3. Data Application and Derivation:
The data set is a contribution to the Global Primary Production Data Initiative (GPPDI) (Olson et al., 2012). The file NPP_Gridded_3654_cells_R3.csv is suitable for biome level and overall analyses because of larger sample size. The file NPP_Gridded_2335_unique_cells_R3.csv was derived from the larger file; however, outliers were excluded, replicate measurements were averaged out for each unique geographic locations, and cells classified as water, bare ground, and urban were excluded. This data file is more appropriate for model/data inter-comparisons.
4. Quality Assessment:
Data quality assessment for this data set involved several outlier analysis tests. First, outliers in the data were identified by calculating the means and standard deviations of NPP for broad biomes. No NPP values were excluded from the data set since (1) the current data may not be representative for each biome, for example, there are no tropical high-productivity NPP cells in this data set, thus a cell NPP value of 1,235 gC/m2/yr that is currently an outlier, may not necessarily be unreasonable if more high-productivity NPP cells are added; (2) some cells had only a single year of observation while others were long-term averages; and (3) the GPPDI data set includes both actual and potential NPP.
Further outliers were detected by examining relationships between NPP and other environmental variables based on: (1) climate values outside of the 0.01 to 0.99 percentiles for each biome calculated assuming a normal distribution of variables; (2) linear regression analysis between NPP and actual evapotranspiration (AET), precipitation, elevation, and temperature.

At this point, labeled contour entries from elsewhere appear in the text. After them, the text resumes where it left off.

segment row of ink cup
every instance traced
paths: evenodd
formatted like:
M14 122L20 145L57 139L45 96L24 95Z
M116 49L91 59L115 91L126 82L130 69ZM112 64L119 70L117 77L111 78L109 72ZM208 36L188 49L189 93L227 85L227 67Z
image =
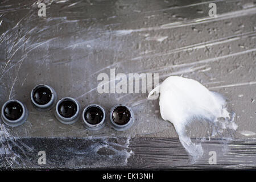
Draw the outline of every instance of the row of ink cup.
M62 123L72 124L79 120L81 105L75 98L64 97L57 102L57 94L47 85L36 85L32 90L30 98L34 106L38 110L48 111L55 106L55 117ZM104 109L97 104L90 104L83 110L82 121L90 130L98 130L106 124ZM8 126L16 127L27 121L28 111L25 105L16 100L5 102L1 110L1 118ZM134 121L133 110L124 105L118 105L112 108L110 123L113 128L123 131L131 127Z

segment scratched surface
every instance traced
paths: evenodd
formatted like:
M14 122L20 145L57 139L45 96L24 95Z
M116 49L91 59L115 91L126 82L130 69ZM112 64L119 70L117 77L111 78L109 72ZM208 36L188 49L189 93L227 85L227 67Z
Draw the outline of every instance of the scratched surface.
M21 126L1 123L1 137L177 137L173 125L161 118L158 100L147 101L147 94L97 92L98 74L115 68L115 74L159 73L160 81L171 75L196 80L228 99L238 126L234 138L255 138L254 1L42 2L46 17L38 16L36 1L0 2L0 107L13 98L29 110ZM210 2L217 5L214 18L208 15ZM101 105L106 126L90 131L81 122L59 123L53 110L37 111L30 94L42 83L59 98L77 98L83 108ZM131 106L135 118L122 133L111 128L108 115L117 104ZM205 126L192 128L192 136L209 136Z

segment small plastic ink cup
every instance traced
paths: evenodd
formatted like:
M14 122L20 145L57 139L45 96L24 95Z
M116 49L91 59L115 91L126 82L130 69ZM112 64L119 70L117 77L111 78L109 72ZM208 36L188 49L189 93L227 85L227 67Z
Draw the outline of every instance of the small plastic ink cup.
M134 121L133 110L123 105L118 105L110 110L110 122L113 129L123 131L130 128Z
M89 130L98 130L105 125L104 109L97 104L90 104L82 111L82 118L85 127Z
M27 121L28 111L21 102L12 100L5 102L1 110L1 118L8 126L16 127Z
M57 101L57 94L51 86L40 84L35 86L30 94L34 107L39 111L48 111L53 107Z
M80 110L80 104L76 100L64 97L57 102L55 116L61 123L71 125L79 120Z

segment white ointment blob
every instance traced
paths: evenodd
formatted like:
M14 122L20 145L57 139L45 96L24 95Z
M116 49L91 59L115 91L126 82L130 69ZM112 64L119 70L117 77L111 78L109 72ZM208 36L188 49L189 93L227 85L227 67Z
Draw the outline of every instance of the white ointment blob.
M186 134L186 127L190 122L201 120L212 125L218 124L221 130L227 129L236 130L237 128L233 121L234 114L230 119L225 99L196 80L170 76L154 89L148 98L157 98L158 93L162 118L173 123L180 142L193 156L203 155L203 150L201 143L193 143ZM224 119L220 121L220 118ZM212 136L218 131L214 130Z

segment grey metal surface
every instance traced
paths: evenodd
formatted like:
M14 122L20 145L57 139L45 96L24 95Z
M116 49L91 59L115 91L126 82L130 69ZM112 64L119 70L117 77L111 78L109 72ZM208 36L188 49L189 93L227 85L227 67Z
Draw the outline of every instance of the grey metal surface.
M38 1L39 2L39 1ZM158 100L147 94L99 94L97 76L158 73L160 81L182 75L224 94L236 113L234 138L256 133L256 5L246 1L35 1L0 2L0 106L10 99L29 110L22 126L2 135L19 137L177 137L161 118ZM208 15L209 3L217 16ZM58 98L76 98L82 107L95 103L108 113L114 105L130 106L135 121L127 131L89 131L81 121L63 125L54 110L40 112L30 100L39 84ZM198 124L198 123L197 123ZM191 136L208 136L205 126L192 126ZM2 136L1 136L2 137ZM255 161L255 160L254 160Z

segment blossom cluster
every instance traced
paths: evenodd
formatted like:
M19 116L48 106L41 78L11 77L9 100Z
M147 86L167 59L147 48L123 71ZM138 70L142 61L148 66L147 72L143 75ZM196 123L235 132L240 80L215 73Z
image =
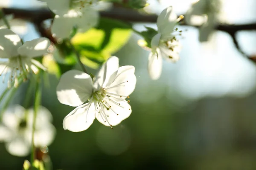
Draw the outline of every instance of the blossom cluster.
M99 23L97 6L99 0L38 0L45 3L54 14L51 37L57 40L56 42L61 39L71 42L74 30L76 33L85 32ZM217 22L217 3L213 1L201 0L193 5L186 14L186 22L189 23L194 15L207 15L207 20L201 28L201 41L207 40ZM139 4L140 7L144 6L146 1L136 0L132 6ZM171 62L179 60L182 48L179 38L182 31L177 25L183 18L183 15L178 17L173 7L169 6L158 17L157 30L146 27L147 31L137 32L146 42L145 45L141 46L150 51L148 70L152 80L160 77L163 60ZM10 17L7 20L12 18ZM23 42L11 27L7 25L2 27L1 25L5 23L0 21L0 65L3 66L0 75L3 76L4 82L9 75L9 88L12 88L12 84L17 88L20 79L25 81L29 78L31 72L37 74L41 70L47 71L41 62L41 57L51 52L49 49L53 48L54 41L52 41L51 44L48 38L41 37ZM74 53L78 53L75 48L72 49ZM77 57L81 62L79 57ZM134 90L137 82L135 70L132 65L119 67L118 58L112 56L102 64L95 76L76 70L64 73L57 86L58 99L63 104L76 108L64 118L63 128L72 132L85 130L96 119L112 128L128 118L132 112L129 103L129 95ZM31 144L42 147L52 142L55 129L51 124L50 113L45 108L40 107L36 119L33 119L37 114L34 111L15 106L4 112L0 124L0 141L6 142L7 150L11 153L25 156L28 154ZM35 123L35 129L33 129ZM33 131L34 135L32 134Z

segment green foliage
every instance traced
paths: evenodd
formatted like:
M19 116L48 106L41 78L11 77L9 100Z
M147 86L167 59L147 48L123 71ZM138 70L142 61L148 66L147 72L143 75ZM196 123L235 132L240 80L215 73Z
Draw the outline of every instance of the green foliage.
M147 29L147 31L140 32L140 35L143 37L147 42L147 46L151 48L151 40L153 37L157 34L157 31L150 27L145 27L145 28Z
M130 24L102 18L97 28L77 34L71 42L80 54L82 62L96 69L127 42L131 32Z
M131 0L128 1L128 5L129 7L140 9L147 6L147 0Z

Cells falling outside of the 0.95 confidence interval about the regression line were flagged; and (3) managed vegetation (e.g., the cells originally reported as crop) were excluded (Olson et al., 2001). After the outlier analysis on the original 3,654 0.5-degree grid cells [NPP_Gridded_3654_cells_R3.csv], averaging replicate measurements of the same cell (mainly in the Great Plains Region, USA), and excluding cropland cells, 2,335 cells remained [NPP_Gridded_2335_unique_cells_R3.csv].
To confirm the data quality, all available cells that had TNPP values (3,618) were used for comparisons with the Miami model [precipitation based (Lieth, 1975)]. The TNPP values were well correlated (r2=0.73) with the Miami model results, but were consistently lower. The grid-cell NPP estimates are compared with other key environmental variables at the same resolution (0.5-degree), such as AET (1961-90) and NDVI (1981-94) to test the consistency of the estimates. See Zheng et al. (2003) for discussion.
For data analyses at biome level, the full data set of grid cells was assigned to biomes through two steps: (1) a gridded land cover map with 0.5-degree cell size, aggregated from a 1 km2 map (Hansen et al., 2000b); and (2) within the forest and grass categories, climate was used to identify sub-classes (e.g., minimum monthly temperature >15°C for tropical, -15° to 15°C for temperate, and <-15°C for boreal forest, respectively (Prentice et al., 2000). Cells classified as water, bare ground, and urban were not included. Biomes containing <60 cells were also excluded.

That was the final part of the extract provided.